To start, ask yourself: What rooms do you use every day? As we mentioned in our last post, these are: bathrooms, bedroom(s), kitchen. Getting these essential rooms set up will go a long way in making you feel settled in!
If you’ve done your homework, then you’ve labeled the boxes for the kitchen not only with that all important word – kitchen – but also more specifically which cabinets which boxes should be unloaded into. That way a mover or a friend or a teenager or a spouse (or even you if you’re too exhausted to think) will be able to put the appropriate items away in the appropriate location.
Take it from your NYC professional organizer: moving in, like all other parts of the process, is all about flow.
Similarly, if you do have multiple bathrooms, make sure that the boxes are labeled to indicate which bathroom they’re destined for. It doesn’t have to be complicated. Bathroom One, Bathroom Two, and Bathroom Three are perfectly good labels as are the names of specific family members. Then each bathroom should have its own sub-labels, such as Bathroom Two – Linen, Bathroom One – Cleaning Cabinet, and so forth.

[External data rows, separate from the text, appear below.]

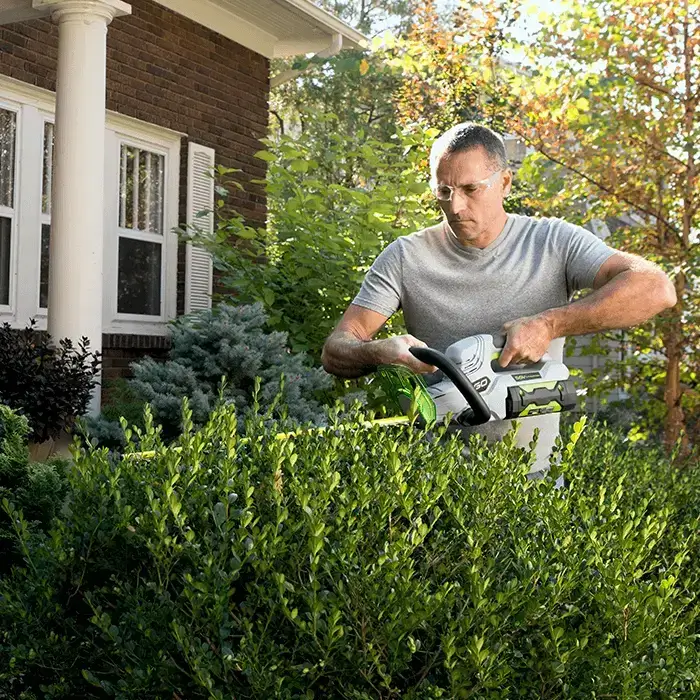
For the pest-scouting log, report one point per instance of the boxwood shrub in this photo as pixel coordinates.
(358, 563)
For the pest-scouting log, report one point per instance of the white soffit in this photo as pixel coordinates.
(273, 28)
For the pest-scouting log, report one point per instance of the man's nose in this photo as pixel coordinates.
(458, 203)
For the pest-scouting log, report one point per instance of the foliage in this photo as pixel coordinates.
(50, 385)
(37, 488)
(230, 343)
(332, 209)
(358, 563)
(355, 86)
(119, 400)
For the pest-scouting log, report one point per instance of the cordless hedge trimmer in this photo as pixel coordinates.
(474, 389)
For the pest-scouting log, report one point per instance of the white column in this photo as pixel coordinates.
(77, 220)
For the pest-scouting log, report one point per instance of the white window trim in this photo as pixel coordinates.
(34, 106)
(119, 133)
(8, 311)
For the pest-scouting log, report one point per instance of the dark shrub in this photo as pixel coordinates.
(49, 384)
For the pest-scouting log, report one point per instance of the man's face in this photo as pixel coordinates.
(472, 214)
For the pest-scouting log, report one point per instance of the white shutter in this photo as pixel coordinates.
(200, 197)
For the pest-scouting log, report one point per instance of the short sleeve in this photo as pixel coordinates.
(585, 254)
(381, 289)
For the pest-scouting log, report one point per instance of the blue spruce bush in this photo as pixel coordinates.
(230, 343)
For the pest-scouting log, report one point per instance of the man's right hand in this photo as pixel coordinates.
(395, 351)
(350, 351)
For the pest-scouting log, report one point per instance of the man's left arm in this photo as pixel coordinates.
(628, 290)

Did you use some masking tape to label all the cabinets in each room before the move? Not yet? No problem, just make sure it happens before the unpacking begins! You will not create too much information or too many labels. This is one of my best home organizing tips: label, label, label.
By using a complete, yet simple labeling system, and focusing on the must rooms on Day One of the move-in, you will be able to have a successful day, one that sets you up for Task Two.

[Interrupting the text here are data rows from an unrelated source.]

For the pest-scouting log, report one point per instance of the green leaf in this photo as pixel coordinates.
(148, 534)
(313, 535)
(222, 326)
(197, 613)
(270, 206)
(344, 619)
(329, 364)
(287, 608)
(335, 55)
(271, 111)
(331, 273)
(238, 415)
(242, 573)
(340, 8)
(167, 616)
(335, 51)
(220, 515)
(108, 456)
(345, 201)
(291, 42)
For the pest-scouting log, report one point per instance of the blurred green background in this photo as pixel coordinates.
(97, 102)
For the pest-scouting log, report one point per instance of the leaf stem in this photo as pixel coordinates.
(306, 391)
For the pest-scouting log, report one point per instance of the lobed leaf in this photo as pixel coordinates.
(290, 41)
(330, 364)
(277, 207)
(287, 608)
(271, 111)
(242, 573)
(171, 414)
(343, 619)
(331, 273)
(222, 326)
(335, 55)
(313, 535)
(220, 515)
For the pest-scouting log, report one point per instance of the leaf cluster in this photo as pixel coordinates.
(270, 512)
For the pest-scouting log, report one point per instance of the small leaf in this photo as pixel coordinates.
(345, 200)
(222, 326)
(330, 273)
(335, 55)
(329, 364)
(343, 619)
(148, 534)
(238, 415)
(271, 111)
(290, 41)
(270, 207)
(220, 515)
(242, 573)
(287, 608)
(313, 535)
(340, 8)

This is the day that you start unpacking the rooms that are, while still important, less immediately necessary than those you tackled on Day One. The Day Two rooms may include:
- Play room
- Family room
- Living room
- Home office
Again, you will have done yourself a favor to have pre-labeled the storage parts of these rooms with the names of the boxes that will be unloaded into them. For instance: Jerry-desk-file-drawer. Using a labeler for this purpose isn’t a bad idea, but masking tape and a marker will do just as well and may even be faster. Remember, you can also simply number all of the boxes and have a master list detailing which boxes correspond to which rooms. Your labeling system should be the one that makes the most sense to you.

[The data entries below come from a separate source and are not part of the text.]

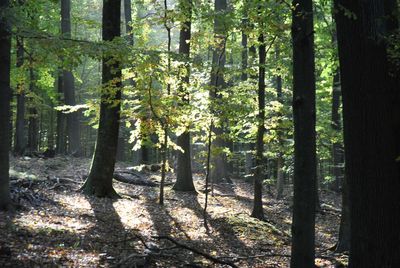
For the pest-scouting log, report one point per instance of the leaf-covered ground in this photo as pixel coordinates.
(55, 225)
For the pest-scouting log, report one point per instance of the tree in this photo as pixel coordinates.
(20, 139)
(259, 174)
(68, 85)
(371, 121)
(5, 99)
(184, 178)
(99, 181)
(304, 114)
(219, 160)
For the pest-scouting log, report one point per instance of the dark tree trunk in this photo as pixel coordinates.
(50, 131)
(69, 86)
(128, 20)
(184, 178)
(20, 138)
(280, 183)
(304, 200)
(259, 170)
(219, 159)
(336, 126)
(33, 124)
(245, 54)
(371, 120)
(145, 149)
(61, 140)
(99, 181)
(5, 113)
(343, 243)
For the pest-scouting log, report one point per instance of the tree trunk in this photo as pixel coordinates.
(343, 243)
(219, 159)
(280, 182)
(336, 126)
(69, 86)
(303, 234)
(20, 138)
(279, 177)
(259, 170)
(99, 181)
(33, 124)
(371, 120)
(61, 143)
(184, 178)
(5, 113)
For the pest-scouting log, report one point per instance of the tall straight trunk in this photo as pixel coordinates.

The end of Task Two can feel great, as quality-of-life spaces are starting to take shape around you, and life starts taking on a semblance of normalcy.
Your movers (even if they were your friends) will have put a certain number of your belongings into storage spaces. These may include: an attic, a basement, or spare room. Wherever your “cold storage” actually is, make sure that such things as holiday items or china are made most accessible. You’re not going to want to move heavy items, in the way of things you’ll need to get to quickly. This is one of those home organizing tips that applies to everyone, not just those in the midst of a move!
As an NYC professional organizer who has overseen dozens of moves, I will say one last time: It’s all about flow. Get a plan, make those labels, and then be the professional mover that we all have inside of us. Executing a move, particularly the setting up phase, well is just enormously rewarding. Good luck!